Of course I don't agree with the things you listed. However most fat,lazy,consuming Americans won't do anything until they go through all the aforementioned tragedies! Then they decide to get off the couch,take a day off of work and do somethings about it. Do I think that Gore single handedly could have put global warming in the front of any corporated driven,money hungry, stock market obsessed politicians and 1% of the wealthiest people. The answer is NO! Could he have made us avoid the abuses that the largest banks in this country did to working class Americans by finding loopholes in lending. NO! He would have been to busy with his own Democratic agenda. When will you see that a two party system in this country does not represent the people. you say that you support naders right to run! Girl, this country was founded on anyones right to run. Not just the two sides of one COIN! So no Gore would not have been the savior of these tragedies of the Bush administration. Bush got in on a governal-sp count not the popular vote. Which is a whole other issue I don't agree with. Gore could have had it but he didn't convince 10% of the progressives in this country that have now grown to 99% and are Occupying Wall Street. I am sorry and it is unfortunate that most humans don't respond until enough of us are badly burned either thru their pocketbook,dead soldiers, starving children,cancer ridden uninsured or dead polar bears and that we couldn'nt see the writing on the wall 12yrs ago. Think if Nader was in office and the twin towers were hit we would be at war? Or would he have dropped teachers in to educate the woman and children that the Taliban were not in their interest.
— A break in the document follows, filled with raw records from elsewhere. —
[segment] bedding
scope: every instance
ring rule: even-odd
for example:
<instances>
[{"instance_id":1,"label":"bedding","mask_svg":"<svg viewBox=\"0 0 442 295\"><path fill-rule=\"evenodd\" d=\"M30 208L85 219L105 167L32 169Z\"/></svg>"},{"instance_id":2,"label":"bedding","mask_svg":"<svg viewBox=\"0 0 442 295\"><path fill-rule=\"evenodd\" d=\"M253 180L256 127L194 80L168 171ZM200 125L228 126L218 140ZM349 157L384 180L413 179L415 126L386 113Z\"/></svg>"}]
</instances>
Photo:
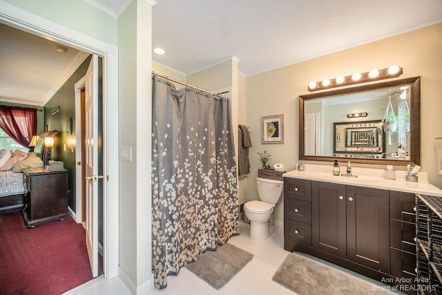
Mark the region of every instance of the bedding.
<instances>
[{"instance_id":1,"label":"bedding","mask_svg":"<svg viewBox=\"0 0 442 295\"><path fill-rule=\"evenodd\" d=\"M26 191L23 173L12 171L0 172L0 198Z\"/></svg>"},{"instance_id":2,"label":"bedding","mask_svg":"<svg viewBox=\"0 0 442 295\"><path fill-rule=\"evenodd\" d=\"M44 144L46 137L55 137L58 131L48 131L40 135L35 153L16 149L0 150L0 215L20 211L25 206L25 176L22 171L41 169L50 159L50 148ZM4 170L4 171L1 171Z\"/></svg>"}]
</instances>

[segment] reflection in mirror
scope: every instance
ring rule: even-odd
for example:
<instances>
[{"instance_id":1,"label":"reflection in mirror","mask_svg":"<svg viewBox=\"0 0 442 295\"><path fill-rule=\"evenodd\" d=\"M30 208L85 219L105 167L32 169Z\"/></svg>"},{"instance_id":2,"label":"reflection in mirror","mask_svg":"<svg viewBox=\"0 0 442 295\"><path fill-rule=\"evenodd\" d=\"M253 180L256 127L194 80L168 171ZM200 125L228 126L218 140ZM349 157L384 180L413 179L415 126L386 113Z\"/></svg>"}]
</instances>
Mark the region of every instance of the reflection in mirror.
<instances>
[{"instance_id":1,"label":"reflection in mirror","mask_svg":"<svg viewBox=\"0 0 442 295\"><path fill-rule=\"evenodd\" d=\"M413 77L300 96L299 158L420 164L420 86Z\"/></svg>"},{"instance_id":2,"label":"reflection in mirror","mask_svg":"<svg viewBox=\"0 0 442 295\"><path fill-rule=\"evenodd\" d=\"M379 121L346 122L334 126L334 156L386 158L385 131Z\"/></svg>"}]
</instances>

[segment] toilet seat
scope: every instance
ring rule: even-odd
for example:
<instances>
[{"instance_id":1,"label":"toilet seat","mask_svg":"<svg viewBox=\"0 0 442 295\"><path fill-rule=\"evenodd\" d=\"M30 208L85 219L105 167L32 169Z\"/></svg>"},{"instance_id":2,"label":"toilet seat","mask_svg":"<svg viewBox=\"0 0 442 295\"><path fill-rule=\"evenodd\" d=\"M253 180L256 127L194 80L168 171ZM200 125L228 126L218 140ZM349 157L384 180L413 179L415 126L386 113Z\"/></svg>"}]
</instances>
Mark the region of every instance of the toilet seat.
<instances>
[{"instance_id":1,"label":"toilet seat","mask_svg":"<svg viewBox=\"0 0 442 295\"><path fill-rule=\"evenodd\" d=\"M273 206L262 201L250 201L244 204L244 209L251 213L263 214L271 212Z\"/></svg>"}]
</instances>

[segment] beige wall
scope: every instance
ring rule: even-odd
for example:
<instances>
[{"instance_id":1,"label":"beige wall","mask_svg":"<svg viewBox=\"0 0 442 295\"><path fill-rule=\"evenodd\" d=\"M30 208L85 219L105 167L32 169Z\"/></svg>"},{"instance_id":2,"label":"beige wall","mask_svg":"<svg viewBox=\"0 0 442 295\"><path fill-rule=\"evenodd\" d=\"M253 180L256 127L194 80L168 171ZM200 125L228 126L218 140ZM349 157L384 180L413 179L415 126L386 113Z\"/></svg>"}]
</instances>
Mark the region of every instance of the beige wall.
<instances>
[{"instance_id":1,"label":"beige wall","mask_svg":"<svg viewBox=\"0 0 442 295\"><path fill-rule=\"evenodd\" d=\"M119 146L132 148L132 161L119 162L119 275L138 292L151 287L152 273L151 15L135 0L118 19Z\"/></svg>"},{"instance_id":2,"label":"beige wall","mask_svg":"<svg viewBox=\"0 0 442 295\"><path fill-rule=\"evenodd\" d=\"M442 177L436 173L435 140L442 136L441 36L442 23L439 23L247 77L246 113L253 135L250 160L254 176L260 162L253 155L265 149L272 153L272 164L282 163L287 171L294 169L298 161L298 95L307 94L311 81L398 64L403 68L399 79L422 76L421 166L429 173L430 182L442 189ZM261 116L280 113L285 115L285 143L262 144ZM249 182L247 190L248 200L258 199L254 182ZM282 219L280 204L276 208L275 220L282 222Z\"/></svg>"}]
</instances>

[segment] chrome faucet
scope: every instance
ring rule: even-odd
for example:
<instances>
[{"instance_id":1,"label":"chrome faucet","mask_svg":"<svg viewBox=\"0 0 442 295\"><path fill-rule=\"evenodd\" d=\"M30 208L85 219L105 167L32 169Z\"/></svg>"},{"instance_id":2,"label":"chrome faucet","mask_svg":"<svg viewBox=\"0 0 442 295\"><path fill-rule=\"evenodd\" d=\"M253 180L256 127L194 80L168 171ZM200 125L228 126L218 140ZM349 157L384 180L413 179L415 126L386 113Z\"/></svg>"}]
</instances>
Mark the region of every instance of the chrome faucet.
<instances>
[{"instance_id":1,"label":"chrome faucet","mask_svg":"<svg viewBox=\"0 0 442 295\"><path fill-rule=\"evenodd\" d=\"M352 165L350 164L350 161L348 161L348 164L347 164L347 175L350 176L352 175Z\"/></svg>"}]
</instances>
Think if Nader would have been in office that the arctic would be shrinking as fast as it is? He is a consumers advocate first and formost professionally, he never would trust a lobbyist motivated by corporations to implement laws. This is what is happening now.Corporations run this country.

Ordinary Jill said...

I think if Ralph Nader had been elected President, he would have been unable to get anything through Congress. If by some miracle he did enact his policies, the U.S. economy would have gone the way of Greece's, with spending on social programs far outpacing tax revenues leading to an eventual collapse and severe austerity measures. You can argue about whether that would be better or worse than our current problems, but your belief that Nader would have magically made everything better is not based in reality, in my opinion.